In configurations where IBM® Content Integrator is geographically remote from native repository sources, the URL addressability example can be used to reduce the latency cost to retrieve content items. The URL addressability example is in the examples folder.
All items that are addressable through Content Integrator, such as content, folders, work items, and queues, have a Universal Resource Name (URN) as a unique identifier. That identifier can be used at any time to retrieve the item through a Representational State Transfer (REST) Web service called URL addressability.
From a content integration server URN, a simple URL can be constructed to retrieve any item through a standard HTTP request to the content integration server if the user or application has sufficient security rights to the underlying content.
Both the native binary content and XML representations of the item and its metadata can be retrieved. In the XML representation, other repository items are referenced by their URL by using XLink.
Very simple and loosely coupled integrations can be created between content integration server and other applications by using the REST architecture.
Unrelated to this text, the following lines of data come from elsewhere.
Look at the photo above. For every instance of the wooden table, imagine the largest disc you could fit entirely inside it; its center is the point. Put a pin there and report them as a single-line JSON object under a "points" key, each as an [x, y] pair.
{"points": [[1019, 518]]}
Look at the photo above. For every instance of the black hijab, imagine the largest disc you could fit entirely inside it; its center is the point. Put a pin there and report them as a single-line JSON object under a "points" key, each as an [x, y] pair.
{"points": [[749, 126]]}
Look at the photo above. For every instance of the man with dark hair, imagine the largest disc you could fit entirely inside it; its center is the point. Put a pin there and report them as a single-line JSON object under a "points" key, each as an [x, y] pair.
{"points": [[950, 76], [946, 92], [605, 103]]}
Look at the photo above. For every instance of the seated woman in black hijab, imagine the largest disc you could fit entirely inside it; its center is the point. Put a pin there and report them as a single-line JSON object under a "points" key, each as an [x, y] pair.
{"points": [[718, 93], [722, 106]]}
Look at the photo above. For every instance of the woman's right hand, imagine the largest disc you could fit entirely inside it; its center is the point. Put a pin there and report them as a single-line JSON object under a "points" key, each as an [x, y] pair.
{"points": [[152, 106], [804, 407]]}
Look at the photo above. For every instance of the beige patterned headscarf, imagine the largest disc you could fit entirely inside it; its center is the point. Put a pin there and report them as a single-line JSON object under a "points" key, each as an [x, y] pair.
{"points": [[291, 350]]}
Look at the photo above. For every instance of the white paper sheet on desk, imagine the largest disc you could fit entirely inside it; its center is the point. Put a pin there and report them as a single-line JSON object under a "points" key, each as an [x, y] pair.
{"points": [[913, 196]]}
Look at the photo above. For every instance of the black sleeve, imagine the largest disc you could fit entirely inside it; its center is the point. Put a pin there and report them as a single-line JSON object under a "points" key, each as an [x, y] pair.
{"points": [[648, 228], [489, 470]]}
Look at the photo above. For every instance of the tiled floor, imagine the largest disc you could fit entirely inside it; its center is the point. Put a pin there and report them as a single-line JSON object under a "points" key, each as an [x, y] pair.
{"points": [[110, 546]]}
From a repository item handle as an API object or from a URN to any repository item that Content Integrator can access, the corresponding URL can be constructed. URL addressability then gives users and application developers a mechanism to dereference the URL at any point by making a simple HTTP request to Content Integrator. The REST architecture allows the creation of integrations that do not involve the Integration API, including the use of URL in a hyperlink tag in HTML, sending the URL in e-mail, or storing and using the URL in any other application that can handle URLs or HTML.
Native content that is retrieved through URL addressability is brokered over the network by access services and is not retrieved directly from the connector or the repository by the browser. Direct HTTP access to native content is provided by HTTP access.